We urged the administrator to revive a moribund equity committee to recommend a consistent policy that protects all minorities from undue pressure and stigmatization. We also urged him to take steps so that teachers show greater respect for diversity in their music, arts, and other departments. (This was in response to another recent incident at a HoCo high school where a Jewish student was compelled to sing Christian- and Jesus-centric songs at an end-of-year choir concert, which made her very uncomfortable.)

Further, we urged the administrator to form a committee to review acts of intolerance, make recommendations to protect victims of bigotry and intolerance, and address how best to deal with and re-educate perpetrators of hateful acts. Finally, we urged the HCPSS to seek additional input from different ethnic, racial, and religious minority groups.

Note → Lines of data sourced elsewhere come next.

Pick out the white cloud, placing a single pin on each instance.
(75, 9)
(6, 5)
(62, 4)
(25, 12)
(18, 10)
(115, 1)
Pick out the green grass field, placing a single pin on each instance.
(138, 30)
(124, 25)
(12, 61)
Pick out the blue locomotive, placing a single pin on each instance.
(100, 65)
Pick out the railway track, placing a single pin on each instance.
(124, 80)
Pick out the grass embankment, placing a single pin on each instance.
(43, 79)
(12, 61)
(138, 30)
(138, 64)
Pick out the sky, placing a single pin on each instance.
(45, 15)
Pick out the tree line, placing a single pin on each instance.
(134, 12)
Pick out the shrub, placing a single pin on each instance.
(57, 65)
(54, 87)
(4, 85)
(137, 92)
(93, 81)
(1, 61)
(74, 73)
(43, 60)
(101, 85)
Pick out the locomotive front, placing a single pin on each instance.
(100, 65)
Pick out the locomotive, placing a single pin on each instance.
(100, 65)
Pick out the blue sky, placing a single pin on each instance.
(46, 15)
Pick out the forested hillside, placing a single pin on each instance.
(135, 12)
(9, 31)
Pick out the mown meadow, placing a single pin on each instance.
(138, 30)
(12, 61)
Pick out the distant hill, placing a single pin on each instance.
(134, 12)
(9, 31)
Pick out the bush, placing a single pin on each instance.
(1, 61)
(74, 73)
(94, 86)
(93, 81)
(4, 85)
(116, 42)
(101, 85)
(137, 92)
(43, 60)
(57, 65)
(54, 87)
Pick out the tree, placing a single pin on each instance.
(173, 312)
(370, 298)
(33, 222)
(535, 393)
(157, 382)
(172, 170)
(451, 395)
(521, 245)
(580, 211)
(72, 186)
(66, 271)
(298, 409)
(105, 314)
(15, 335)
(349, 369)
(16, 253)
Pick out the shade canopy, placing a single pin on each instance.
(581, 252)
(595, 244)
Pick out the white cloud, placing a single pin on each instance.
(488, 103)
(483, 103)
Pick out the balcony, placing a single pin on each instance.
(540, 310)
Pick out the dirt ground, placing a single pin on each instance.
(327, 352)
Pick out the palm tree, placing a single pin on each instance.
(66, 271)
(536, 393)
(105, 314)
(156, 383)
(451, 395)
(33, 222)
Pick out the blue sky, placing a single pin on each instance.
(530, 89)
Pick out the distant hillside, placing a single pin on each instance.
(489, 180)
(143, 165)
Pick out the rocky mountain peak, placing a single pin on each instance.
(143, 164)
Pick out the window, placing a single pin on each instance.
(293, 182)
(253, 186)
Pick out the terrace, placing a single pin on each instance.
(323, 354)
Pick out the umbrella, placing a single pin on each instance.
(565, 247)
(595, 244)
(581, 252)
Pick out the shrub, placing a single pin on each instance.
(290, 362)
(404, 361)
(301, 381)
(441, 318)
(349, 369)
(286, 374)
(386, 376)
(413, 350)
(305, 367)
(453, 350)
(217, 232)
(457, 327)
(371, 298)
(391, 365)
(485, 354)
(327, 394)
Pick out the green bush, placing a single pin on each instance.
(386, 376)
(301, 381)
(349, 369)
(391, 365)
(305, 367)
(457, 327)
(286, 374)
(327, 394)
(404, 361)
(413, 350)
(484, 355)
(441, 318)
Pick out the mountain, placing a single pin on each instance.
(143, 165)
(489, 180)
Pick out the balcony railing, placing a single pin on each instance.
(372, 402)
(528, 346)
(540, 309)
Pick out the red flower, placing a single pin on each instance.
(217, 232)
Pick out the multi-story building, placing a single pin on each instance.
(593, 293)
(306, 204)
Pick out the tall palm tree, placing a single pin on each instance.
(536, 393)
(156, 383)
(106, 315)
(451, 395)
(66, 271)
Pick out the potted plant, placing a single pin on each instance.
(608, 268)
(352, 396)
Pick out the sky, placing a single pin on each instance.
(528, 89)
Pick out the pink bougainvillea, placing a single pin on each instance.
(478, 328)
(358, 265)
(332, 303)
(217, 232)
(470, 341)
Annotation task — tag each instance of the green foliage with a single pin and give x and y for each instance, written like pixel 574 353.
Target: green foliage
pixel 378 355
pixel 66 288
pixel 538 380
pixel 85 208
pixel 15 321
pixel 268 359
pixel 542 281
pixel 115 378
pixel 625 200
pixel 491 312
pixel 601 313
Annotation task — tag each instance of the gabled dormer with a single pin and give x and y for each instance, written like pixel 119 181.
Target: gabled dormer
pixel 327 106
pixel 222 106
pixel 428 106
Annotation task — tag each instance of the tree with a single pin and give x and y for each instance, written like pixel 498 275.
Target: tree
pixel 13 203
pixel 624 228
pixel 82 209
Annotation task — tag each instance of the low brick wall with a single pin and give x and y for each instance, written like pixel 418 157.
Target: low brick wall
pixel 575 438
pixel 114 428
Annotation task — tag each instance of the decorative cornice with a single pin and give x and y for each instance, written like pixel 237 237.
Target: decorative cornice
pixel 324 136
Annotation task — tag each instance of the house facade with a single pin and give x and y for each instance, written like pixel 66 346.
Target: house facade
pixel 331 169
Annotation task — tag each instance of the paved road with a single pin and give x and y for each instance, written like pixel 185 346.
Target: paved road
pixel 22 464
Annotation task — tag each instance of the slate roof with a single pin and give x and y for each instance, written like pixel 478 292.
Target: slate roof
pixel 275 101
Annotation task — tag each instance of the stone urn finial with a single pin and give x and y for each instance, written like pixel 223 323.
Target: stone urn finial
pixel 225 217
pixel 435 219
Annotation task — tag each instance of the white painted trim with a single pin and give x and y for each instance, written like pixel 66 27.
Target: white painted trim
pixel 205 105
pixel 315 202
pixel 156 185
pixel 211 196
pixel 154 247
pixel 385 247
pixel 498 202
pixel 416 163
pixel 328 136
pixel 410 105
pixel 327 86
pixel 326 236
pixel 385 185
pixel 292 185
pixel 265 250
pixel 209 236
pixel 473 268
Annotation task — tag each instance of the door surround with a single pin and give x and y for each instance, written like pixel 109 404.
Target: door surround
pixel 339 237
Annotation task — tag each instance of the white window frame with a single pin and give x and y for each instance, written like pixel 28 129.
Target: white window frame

Then, earlier this week, we and the parents who withdrew their child from the system met with the senior HCPSS administrator, the Area Superintendent overseeing the middle school in question, and the HCPSS’s director of community, parent, and school outreach. We wanted to extract a commitment from them to ensure that no child – Jewish, Christian, Muslim, white, black, Asian, gay, or straight – would ever endure what this student had endured this year.

We achieved our objectives. The administrators committed themselves to review current policies and procedures. They also agreed to train administrators and teachers about proper responses to bullying and anti-Semitic incidents and provide all possible support to a student who is victimized. They acknowledged that there can be no let-up in disciplining perpetrators of these hate incidents.

I can assure you: we will hold the HCPSS’s feet to the fire as we move forward.

I want to publicly acknowledge and thank Rabbi Susan Grossman of Congregation Beth Shalom, Rabbi Amy Scheinerman representing the BOR, and Betsy Singer, who chairs our JCRC, who worked in close partnership with me as we addressed these issues.